たらたら神秘主義

本と映画と音楽と日常、できれば神秘

ずいぶん前に買って、ちびちび読んだいたせいで、読み終わったのだかまだなのだか、よく分からなかった中沢新一の本を、読み終えた。


「知的な本」というのは、意外と貴重で、むずかしいことを言っていたり、たくさんの知識を披露していたりする本はたくさんあるけど、読んでいてページからじんわりと知的な雰囲気が漂ってくる本はそう多くはない。『カイエ・ソバージュ〓 人類最古の哲学』は、そういう本だった。


かなり具体的に様々な神話について言及していて、それほど神話に興味のあるわけではないぼくにとっては、つまりは「どうでもいい情報」であるはずなんだけど、読んでいると、その知的な雰囲気に心地よい時間を過ごすことができてしまう。


知的な雰囲気とは、書いている本人が知的な欲望を感じていることによって生まれるもので、そんなふうな著者はそれほど多くはないということだ。浅羽通明の『野望としての教養』を読んでいるときも知的な雰囲気に浸ることがおもしろさの中心だった。重要なのは、知識ではなく、読んでいる者が、その知的な欲望に感染できるかどうかだ。

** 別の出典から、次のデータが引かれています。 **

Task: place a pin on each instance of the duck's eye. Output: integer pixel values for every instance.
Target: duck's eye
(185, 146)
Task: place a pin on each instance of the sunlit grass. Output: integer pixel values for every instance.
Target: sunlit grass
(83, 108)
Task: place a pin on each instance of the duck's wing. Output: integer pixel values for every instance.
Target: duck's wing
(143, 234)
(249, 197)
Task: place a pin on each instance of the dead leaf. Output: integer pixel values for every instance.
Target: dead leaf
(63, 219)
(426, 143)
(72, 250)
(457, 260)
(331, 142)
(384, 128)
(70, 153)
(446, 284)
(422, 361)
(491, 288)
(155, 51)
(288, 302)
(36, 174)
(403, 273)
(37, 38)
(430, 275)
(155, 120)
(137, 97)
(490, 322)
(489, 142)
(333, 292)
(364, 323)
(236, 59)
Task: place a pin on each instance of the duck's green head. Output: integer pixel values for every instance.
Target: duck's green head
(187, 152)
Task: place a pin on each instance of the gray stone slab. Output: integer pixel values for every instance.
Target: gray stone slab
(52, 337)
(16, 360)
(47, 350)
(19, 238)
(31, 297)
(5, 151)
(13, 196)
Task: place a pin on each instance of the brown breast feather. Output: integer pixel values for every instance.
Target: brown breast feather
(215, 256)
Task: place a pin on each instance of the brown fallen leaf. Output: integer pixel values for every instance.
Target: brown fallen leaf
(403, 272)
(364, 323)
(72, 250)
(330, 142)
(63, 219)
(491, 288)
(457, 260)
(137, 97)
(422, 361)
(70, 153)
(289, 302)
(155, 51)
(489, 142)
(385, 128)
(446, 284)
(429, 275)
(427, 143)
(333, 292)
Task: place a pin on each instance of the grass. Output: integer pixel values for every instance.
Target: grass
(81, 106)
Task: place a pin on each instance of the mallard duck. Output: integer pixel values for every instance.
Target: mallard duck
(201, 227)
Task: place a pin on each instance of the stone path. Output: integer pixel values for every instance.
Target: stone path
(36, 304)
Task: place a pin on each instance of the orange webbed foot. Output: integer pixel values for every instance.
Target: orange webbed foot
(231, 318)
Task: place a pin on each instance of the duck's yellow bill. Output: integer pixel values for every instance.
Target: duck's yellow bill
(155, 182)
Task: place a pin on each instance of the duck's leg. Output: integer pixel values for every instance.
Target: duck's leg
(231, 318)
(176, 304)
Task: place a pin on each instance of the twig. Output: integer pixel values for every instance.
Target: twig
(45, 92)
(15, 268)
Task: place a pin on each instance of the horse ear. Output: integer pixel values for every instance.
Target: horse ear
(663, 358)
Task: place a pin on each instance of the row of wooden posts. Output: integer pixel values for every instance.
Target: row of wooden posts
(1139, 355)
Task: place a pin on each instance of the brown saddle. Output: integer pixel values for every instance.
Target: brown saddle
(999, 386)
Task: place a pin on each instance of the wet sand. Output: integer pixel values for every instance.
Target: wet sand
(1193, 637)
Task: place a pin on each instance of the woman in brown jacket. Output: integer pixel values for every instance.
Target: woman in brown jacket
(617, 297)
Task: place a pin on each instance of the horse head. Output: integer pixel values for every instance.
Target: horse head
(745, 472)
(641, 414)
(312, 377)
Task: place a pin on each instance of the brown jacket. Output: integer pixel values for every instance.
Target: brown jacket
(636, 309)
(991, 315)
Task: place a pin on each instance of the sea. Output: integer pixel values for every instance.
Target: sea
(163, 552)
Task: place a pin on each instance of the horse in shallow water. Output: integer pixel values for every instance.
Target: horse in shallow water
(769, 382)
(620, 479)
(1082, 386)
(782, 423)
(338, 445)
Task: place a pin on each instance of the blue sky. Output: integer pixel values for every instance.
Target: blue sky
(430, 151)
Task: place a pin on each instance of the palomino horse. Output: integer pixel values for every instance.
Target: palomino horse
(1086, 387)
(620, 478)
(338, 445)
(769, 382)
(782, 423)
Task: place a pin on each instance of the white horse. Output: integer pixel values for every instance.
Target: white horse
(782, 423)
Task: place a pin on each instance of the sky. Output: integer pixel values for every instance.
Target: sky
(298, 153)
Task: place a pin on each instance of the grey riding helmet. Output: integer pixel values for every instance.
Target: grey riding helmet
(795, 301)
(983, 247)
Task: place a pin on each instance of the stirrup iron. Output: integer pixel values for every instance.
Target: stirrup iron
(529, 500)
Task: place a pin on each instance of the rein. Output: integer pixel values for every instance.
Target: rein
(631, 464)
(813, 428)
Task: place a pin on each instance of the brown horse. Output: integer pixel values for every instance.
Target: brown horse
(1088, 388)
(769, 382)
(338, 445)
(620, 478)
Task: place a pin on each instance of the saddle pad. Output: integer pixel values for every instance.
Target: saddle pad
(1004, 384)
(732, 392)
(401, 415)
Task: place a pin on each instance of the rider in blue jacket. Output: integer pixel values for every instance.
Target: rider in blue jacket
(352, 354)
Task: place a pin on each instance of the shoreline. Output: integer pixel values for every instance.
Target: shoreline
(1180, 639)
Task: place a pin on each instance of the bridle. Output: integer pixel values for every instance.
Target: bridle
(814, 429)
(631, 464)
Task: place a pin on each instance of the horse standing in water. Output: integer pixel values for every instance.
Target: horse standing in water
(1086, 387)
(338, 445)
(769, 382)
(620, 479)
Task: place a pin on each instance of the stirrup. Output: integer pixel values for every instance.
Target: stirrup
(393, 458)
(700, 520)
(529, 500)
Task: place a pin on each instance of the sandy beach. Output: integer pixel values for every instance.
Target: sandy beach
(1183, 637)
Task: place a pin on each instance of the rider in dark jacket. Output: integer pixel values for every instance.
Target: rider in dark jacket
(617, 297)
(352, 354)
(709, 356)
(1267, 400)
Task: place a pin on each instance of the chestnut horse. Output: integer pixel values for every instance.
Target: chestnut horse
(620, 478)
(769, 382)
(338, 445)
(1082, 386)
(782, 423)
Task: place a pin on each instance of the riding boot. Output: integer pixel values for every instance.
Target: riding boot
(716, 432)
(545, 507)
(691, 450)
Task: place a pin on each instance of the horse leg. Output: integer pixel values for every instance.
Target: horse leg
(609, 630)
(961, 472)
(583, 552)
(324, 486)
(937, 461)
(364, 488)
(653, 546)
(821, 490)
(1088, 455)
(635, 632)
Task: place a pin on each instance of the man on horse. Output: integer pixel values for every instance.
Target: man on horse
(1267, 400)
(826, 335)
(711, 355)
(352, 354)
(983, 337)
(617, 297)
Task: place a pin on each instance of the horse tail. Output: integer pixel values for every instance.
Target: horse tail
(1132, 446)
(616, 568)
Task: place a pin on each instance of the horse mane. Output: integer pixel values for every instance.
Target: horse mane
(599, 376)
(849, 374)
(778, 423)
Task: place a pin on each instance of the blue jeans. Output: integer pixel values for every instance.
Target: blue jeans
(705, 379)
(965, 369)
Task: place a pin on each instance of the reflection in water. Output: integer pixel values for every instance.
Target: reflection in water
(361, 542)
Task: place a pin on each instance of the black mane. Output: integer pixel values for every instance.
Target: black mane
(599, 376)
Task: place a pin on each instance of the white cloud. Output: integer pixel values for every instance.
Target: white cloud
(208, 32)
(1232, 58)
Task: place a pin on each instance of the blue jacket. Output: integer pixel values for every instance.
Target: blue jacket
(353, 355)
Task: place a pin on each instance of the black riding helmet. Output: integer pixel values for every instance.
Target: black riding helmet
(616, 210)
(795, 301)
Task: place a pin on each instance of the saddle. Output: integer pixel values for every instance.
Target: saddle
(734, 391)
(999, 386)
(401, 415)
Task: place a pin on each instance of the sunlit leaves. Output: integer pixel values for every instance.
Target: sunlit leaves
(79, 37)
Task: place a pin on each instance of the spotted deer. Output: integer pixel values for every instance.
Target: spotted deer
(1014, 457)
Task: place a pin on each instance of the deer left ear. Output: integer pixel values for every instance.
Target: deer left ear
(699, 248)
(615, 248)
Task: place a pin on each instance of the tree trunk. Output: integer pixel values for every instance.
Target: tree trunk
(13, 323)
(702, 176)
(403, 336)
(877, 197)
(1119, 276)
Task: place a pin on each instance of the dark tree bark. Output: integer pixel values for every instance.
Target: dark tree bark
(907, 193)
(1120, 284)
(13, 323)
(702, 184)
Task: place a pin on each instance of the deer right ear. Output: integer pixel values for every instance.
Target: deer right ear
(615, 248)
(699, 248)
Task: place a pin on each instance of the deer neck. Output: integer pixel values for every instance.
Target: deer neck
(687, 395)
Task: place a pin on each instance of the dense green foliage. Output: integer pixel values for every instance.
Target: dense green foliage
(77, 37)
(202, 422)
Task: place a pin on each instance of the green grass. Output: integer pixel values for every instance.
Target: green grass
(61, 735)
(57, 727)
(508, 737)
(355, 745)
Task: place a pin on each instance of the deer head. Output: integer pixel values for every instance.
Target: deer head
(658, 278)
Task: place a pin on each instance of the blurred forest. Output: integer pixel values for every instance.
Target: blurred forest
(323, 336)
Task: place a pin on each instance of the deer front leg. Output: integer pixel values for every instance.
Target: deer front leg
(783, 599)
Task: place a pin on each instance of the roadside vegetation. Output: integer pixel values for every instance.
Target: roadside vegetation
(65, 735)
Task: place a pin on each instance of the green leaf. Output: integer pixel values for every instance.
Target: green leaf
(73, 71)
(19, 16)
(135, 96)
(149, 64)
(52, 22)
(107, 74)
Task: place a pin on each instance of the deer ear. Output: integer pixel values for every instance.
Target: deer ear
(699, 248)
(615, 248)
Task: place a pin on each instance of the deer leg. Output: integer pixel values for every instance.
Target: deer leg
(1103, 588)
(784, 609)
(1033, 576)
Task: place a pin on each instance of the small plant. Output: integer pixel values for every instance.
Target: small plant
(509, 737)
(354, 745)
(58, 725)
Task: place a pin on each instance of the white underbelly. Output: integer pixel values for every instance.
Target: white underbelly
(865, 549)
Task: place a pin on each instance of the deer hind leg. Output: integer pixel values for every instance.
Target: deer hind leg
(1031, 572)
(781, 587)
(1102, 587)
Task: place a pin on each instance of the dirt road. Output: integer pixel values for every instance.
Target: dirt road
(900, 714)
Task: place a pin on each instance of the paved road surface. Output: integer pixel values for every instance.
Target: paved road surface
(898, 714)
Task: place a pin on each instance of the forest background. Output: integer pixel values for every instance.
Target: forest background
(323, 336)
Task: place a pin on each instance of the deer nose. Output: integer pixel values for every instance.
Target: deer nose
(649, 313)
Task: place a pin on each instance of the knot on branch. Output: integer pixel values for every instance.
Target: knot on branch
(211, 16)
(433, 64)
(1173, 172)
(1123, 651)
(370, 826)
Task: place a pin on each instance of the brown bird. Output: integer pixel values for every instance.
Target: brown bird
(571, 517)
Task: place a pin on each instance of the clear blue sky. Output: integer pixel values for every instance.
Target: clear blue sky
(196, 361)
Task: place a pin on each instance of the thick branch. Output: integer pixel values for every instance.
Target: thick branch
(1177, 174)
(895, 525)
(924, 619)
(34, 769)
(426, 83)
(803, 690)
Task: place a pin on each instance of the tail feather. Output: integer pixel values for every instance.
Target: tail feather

ということは、小説においても、書くものが楽しんで書いていることが、重要だということになるのかもしれない。そんな結論はいまさらおもしろくもなんともないかもしれないけど、ぼくとしては意外と新鮮にそう思う。


実際、自分が楽しいと思って授業をしていることが、いい授業の第一の条件だし、自分が楽しいと思ってセックスをしていることがいいセックスの条件だ。